O çocuklar okula bir ay geç başlayacak
Yeni eğitim sezonunda Türkiye'de milyonlarca öğrenci ders başı yaptı. Bitlis'te göçerlerin çocukları ise arkadaşlarına ancak bir ay sonra katılabilecek.
Yarı göçebe yarı yerleşik bir hayat sürdüren göçerlerin takvimleri ile eğitim takvimi örtüşmeyince, yüzlerce çocuk okula bir ay geç başlamak zorunda kalıyor. Yaylada çadırlarda kalarak ailelerine katkı sağlayan çocuklar, hem koyun otlatıyor hem uzak mesafelerden su taşıyor.
Asırlardan bu yana yazları dağların doruklarında, kışları ise mevsim şartlarının daha yumuşak olduğu yerlerde konaklayan göçerler, erkek çocuklarını eğitime başlayan okullara bir ay sonra gönderecek. Göçerlerin kız çocuklarının bir çoğu ise okula gönderilmiyor. Bitlis'in Güroymak, Hizan ve Mutki ilçeleri yakınlarında hayvanlarını otlatmak için Batman, Mardin, Diyarbakır ve Siirt'ten gelen göçerler, bir ay sonra köylerine dönecek. Aileleriyle beraber gelmek zorunda kalan öğrenci çocukların sıkıntısı, zor yaşam koşulları yanında yaşıtları gibi tatil yapamamış olmak. Göçer çocuklarının bir diğer büyük derdi de okullarına akranlarından bir ay geç başlamak.
Siirt'te okuyan ilköğretim 6. sınıf öğrencisi Ahmet Yaman, 13 yaşında olduğunu, her sene ailesiyle yaylaya çıktığını ve 6 yıllık öğrencilik hayatı boyunca okula zamanında hiç başlayamadığını söyledi. Okula geç başlama sıkıntısını yaşayan sadece Ahmet değil, ilkokul 7'nci sınıf öğrencisi Halil Cumali de akranları gibi okuluna zamanında gitmek istiyor.

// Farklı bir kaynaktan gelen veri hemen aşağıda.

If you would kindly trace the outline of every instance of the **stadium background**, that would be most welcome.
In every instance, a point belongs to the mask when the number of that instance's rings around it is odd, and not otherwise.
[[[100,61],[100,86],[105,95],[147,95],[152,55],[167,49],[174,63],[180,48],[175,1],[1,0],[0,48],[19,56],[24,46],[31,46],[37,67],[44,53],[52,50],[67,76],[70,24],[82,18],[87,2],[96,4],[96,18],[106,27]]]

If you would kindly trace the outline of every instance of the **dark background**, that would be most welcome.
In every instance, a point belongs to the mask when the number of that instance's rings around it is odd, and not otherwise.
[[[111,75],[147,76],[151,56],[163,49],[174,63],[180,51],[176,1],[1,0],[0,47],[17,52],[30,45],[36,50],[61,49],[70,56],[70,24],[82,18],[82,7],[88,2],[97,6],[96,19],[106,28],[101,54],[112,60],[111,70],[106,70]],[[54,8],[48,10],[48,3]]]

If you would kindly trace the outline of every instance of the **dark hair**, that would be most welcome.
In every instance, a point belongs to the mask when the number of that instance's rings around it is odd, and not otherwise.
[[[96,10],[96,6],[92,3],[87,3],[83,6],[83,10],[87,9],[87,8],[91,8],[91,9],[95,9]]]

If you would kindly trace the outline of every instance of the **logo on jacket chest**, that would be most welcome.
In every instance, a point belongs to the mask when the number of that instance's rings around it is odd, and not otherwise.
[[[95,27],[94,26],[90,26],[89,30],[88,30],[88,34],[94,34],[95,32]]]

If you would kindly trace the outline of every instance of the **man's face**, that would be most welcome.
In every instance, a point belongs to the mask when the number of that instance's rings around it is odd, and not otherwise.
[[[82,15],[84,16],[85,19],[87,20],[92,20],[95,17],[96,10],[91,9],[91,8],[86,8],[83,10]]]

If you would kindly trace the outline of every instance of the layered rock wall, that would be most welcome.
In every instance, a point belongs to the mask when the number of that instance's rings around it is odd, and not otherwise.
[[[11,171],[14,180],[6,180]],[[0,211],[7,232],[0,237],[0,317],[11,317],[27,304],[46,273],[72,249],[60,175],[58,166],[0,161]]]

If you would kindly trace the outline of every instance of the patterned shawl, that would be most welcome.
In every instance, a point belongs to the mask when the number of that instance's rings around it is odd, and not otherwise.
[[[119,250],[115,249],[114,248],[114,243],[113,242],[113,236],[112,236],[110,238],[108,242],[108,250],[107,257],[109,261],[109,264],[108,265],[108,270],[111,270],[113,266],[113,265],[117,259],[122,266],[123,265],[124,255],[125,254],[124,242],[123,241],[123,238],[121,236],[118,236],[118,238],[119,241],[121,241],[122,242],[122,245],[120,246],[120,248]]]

"AİLEMİZE DESTEK OLUYORUZ"
Çadırda kalan çocuklardan 16 yaşındaki Pınar Yaman, yeni eğitim yılı başlamasına rağmen, bir ay sonra okula gidebileceğini belirterek, okullar tatil olmadan bir ay önce de yaylaya geldiklerini söyledi. Yatılı ilköğretim bölge okulunda kalarak ya da taşımalı olarak okula gittiklerini anlatan Yaman, ''Beş kardeş okula gidiyoruz. Ailemiz köyde yaşıyor. Biz de yazın yaylaya erken gelip, ailemize destek oluyoruz. Yaylada çadırlarda kalıyoruz. Koyunları otlatıyoruz, süt sağıyoruz. Yaylada su uzak. Her gün eşeklerle su taşıyoruz.'' dedi.

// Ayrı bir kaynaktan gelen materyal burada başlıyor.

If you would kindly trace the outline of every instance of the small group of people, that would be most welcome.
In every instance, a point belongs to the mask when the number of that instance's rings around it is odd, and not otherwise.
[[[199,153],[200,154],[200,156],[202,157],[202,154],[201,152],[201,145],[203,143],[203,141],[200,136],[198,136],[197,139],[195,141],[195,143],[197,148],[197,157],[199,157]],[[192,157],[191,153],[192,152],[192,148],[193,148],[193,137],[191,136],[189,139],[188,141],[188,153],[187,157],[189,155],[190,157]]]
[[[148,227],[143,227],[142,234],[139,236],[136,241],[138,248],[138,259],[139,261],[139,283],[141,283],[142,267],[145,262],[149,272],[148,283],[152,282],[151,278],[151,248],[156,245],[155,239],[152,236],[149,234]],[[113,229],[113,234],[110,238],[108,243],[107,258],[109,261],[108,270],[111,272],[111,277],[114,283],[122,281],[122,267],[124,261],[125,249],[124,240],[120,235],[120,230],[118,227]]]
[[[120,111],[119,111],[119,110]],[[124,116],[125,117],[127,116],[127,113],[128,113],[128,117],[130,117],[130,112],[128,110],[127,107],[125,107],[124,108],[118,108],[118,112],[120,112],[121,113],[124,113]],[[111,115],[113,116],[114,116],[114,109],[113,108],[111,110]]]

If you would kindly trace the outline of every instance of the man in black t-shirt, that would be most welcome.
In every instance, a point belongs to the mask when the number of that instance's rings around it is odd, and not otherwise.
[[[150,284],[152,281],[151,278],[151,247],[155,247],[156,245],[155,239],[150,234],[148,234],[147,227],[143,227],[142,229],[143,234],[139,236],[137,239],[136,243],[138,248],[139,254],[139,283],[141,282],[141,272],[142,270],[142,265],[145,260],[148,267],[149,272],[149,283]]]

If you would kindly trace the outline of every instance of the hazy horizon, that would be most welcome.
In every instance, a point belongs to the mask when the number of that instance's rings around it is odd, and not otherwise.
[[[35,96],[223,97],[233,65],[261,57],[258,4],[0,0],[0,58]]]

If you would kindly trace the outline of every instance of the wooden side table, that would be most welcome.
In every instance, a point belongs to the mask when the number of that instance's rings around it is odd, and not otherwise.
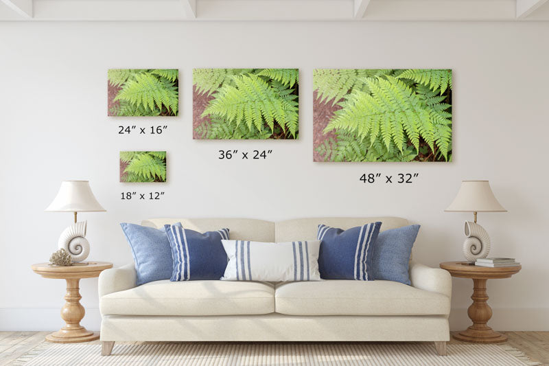
[[[521,266],[514,267],[481,267],[471,266],[467,262],[445,262],[441,268],[450,273],[452,277],[473,279],[473,304],[467,314],[473,325],[465,330],[454,335],[454,338],[476,343],[499,343],[507,340],[507,336],[498,333],[488,326],[492,317],[492,309],[489,306],[486,293],[486,282],[489,279],[509,278],[520,271]]]
[[[65,325],[58,332],[46,336],[46,341],[55,343],[77,343],[99,339],[98,332],[91,332],[80,325],[86,314],[80,304],[78,283],[81,278],[98,277],[102,271],[113,267],[108,262],[90,262],[85,265],[69,266],[50,266],[47,263],[33,264],[32,271],[45,278],[62,278],[67,280],[67,302],[61,308],[61,317]]]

Ali Çiftçi ise ailesi hayvancılıkla uğraştığı için zor şartlarda okula gittiklerini belirterek, ''Okuldan bir ay önce ayrılıyoruz, bir ay da geç gidiyoruz. Yazılı sınavlara fazla çalışamıyoruz. Geç gittiğimiz zaman derslerde sıkıntı yaşıyoruz. Okula geç gitmemiz sorun oluyor.'' diye konuştu.
Göçerlerin, erkek çocukları geç de olsa okula gidip eğitimlerini sürdürürken, kızlar ise gönderilmeyebiliyor. Göçebe hayatın getirdiği zorluklar nedeniyle kız çocuklarının birçoğu okula gönderilmiyor. Süt sağımı, çadırların temizlik ve bulaşık gibi ihtiyaçlarını kızlar karşılıyor. Ev işleri bittikten sonra dağda hayvanları otlatan çobanlara hazırladıkları yemekleri götürme görevi de kızların. Batman'dan gelen ve yaylalara çıkan ailelerin birçoğunun kız çocuklarını okula göndermediklerini belirten 3 çocuk annesi Neslihan Çınar, hiç okula gitmediğini, annesi ve 6 kız kardeşi gibi okul sırasını sadece uzaktan görebildiğini ifade etti.
Kız çocuklarının okula gönderilmemesinin bir alışkanlık haline geldiğini aktaran Çınar, mevsim şartları ve aşirette iş bölümündeki rolleri yüzünden kızlarını okutamadıklarını anlattı. 40 yıldır göçerlik yaptığını belirten 70 yaşındaki Perihan Çiftçi ise "Bizim burada sadece erkek çocuklar okuyabilir. Benim hiç okuma yazmam yok. Sadece çadırlarda çalışır, sonra evlendirilirler." şeklinde konuştu.